I remember the room was through a room; a shop, and the face of the man who waved us through. I remember the equipment and the colours of brown and beige and knobs and dials and a glass screen. I remember how cold it was.

I remember how sounds were sucked into a void. The silence that rang in my ears and the startling ‘Don’t touch’ as I reached for the dials.

And then the other man who’s suddenly there too. Or was he? Do I trust this memory? No one can validate this one for me so I push that memory back behind the Big Black Door. I’m not going to trust a memory that can’t be corroborated but I don’t forget it either.

I remember that there was no daylight. How close we were to a busy high street yet how far away it felt and how alone I was.

What I recall next is hard to put into words. The only way to describe it is as splitting. In response to violent assault and fear, I split in body and mind. That’s the only way I can explain it. These fragments that I have left, come from a time I was out of my body and looking on at my rag doll self. Then I split again but this time I went deep within my body and resided there for a while, in the calm. I was tiny, but alive. Just. I felt like a bit of me died in that room. It feels like that dead part may be still there, absorbed by bricks and mortar like panicked sweat is retained in fibres of clothing.

My body remembers white heat, pain, panic and fear. It was all too much. I remember how it felt all too much so I responded in the only way I could. I escaped. (see Body Memories post)

Recalling these memories serve little purpose. They’re just for me. These won’t be heard in a courtroom. Fragments and feelings and accounts of splitting are easily discredited and laughed out of court. Any survivor who has tried to report abuse based on fragmented memory and dissociation will understand this, that there’s little point. I’m not prepared to go through that so they won’t be reported.

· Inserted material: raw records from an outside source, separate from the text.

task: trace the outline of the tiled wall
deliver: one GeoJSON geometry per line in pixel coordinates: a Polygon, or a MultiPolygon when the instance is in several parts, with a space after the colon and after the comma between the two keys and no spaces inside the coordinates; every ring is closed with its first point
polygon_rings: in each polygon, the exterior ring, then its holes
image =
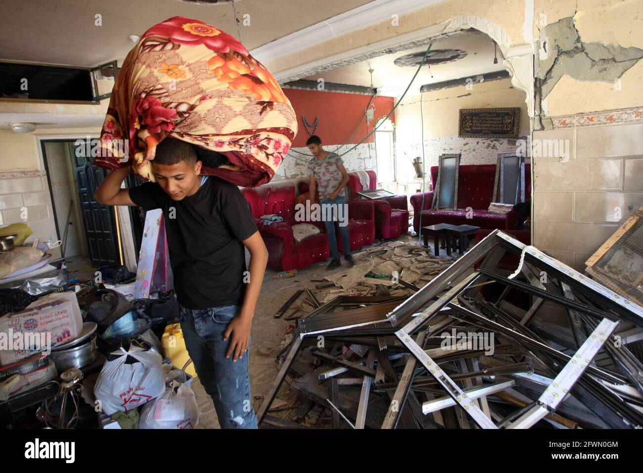
{"type": "MultiPolygon", "coordinates": [[[[24,222],[33,231],[28,239],[55,241],[56,227],[44,171],[0,172],[0,226],[24,222]],[[23,209],[26,209],[26,219],[23,209]]],[[[59,256],[59,248],[53,250],[59,256]]]]}
{"type": "Polygon", "coordinates": [[[552,122],[552,129],[534,132],[534,144],[556,140],[560,151],[532,157],[534,245],[583,271],[588,257],[643,207],[643,110],[552,122]],[[568,144],[563,156],[560,145],[568,144]]]}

I publish them on here because I think it will help other survivors who may have incomplete memories too. The ones who are too afraid of telling their stories in case they’re disbelieved, or labelled with a disorder, or thought of as crazy. Mad. I’m not frightened of that now because I know I’m not mad and that I never was. I challenge any sane professional to be put in a windowless ‘basement’ with a monster like mine, to be abused in all possible ways and tell me that these responses are anything but normal. (Habits)

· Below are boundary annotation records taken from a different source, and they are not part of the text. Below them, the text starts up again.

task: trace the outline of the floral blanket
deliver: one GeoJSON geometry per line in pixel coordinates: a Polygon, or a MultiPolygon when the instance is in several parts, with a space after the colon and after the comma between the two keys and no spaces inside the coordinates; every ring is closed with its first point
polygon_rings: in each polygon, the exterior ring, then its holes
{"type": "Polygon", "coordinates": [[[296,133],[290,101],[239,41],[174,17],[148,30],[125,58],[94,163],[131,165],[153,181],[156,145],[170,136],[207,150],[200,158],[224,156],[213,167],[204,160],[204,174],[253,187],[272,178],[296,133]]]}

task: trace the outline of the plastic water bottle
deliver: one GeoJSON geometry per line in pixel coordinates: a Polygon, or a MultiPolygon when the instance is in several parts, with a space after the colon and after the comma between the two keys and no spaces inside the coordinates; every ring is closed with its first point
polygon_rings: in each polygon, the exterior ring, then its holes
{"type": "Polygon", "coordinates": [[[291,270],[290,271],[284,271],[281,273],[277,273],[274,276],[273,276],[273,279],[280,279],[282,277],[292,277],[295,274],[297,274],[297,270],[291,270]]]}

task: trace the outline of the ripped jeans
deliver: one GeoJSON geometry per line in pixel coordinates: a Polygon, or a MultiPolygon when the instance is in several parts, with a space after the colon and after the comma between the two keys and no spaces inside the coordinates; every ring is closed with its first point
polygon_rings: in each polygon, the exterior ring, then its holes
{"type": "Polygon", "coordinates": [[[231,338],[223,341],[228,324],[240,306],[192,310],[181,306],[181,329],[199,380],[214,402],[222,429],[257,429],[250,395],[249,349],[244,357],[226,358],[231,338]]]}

My normal responses to an abnormal situation kept me alive. I could do nothing for my body but I protected my mind instinctively and brilliantly.

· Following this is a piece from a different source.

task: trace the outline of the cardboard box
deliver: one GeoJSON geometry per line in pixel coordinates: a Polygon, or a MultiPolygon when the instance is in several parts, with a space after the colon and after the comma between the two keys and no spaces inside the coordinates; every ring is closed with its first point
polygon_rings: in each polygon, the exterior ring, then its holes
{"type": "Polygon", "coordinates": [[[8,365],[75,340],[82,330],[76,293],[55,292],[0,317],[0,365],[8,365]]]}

I continue to process for peace of mind. My therapist questions this dogged determination of mine to remember; after all, she reminds me, we know what he was capable of. Is it not time to accept what I can’t recall because we already know that he is capable of the worst crime?

But for me it’s not enough. I need more because it was my body. Knowing every detail has become my obsession because when I know, I claim my body back from the clutches of these memories. I take back control and obtain the peace of mind that comes with closure.


2 thoughts on “What Lies Beneath”

  1. Damn, the part about your therapist not understanding the desire to completely understand what happened, and validate that it even happened, really hit home, coz I talked to my therapist about that just yesterday. It’s my life and I want to know what happened to me.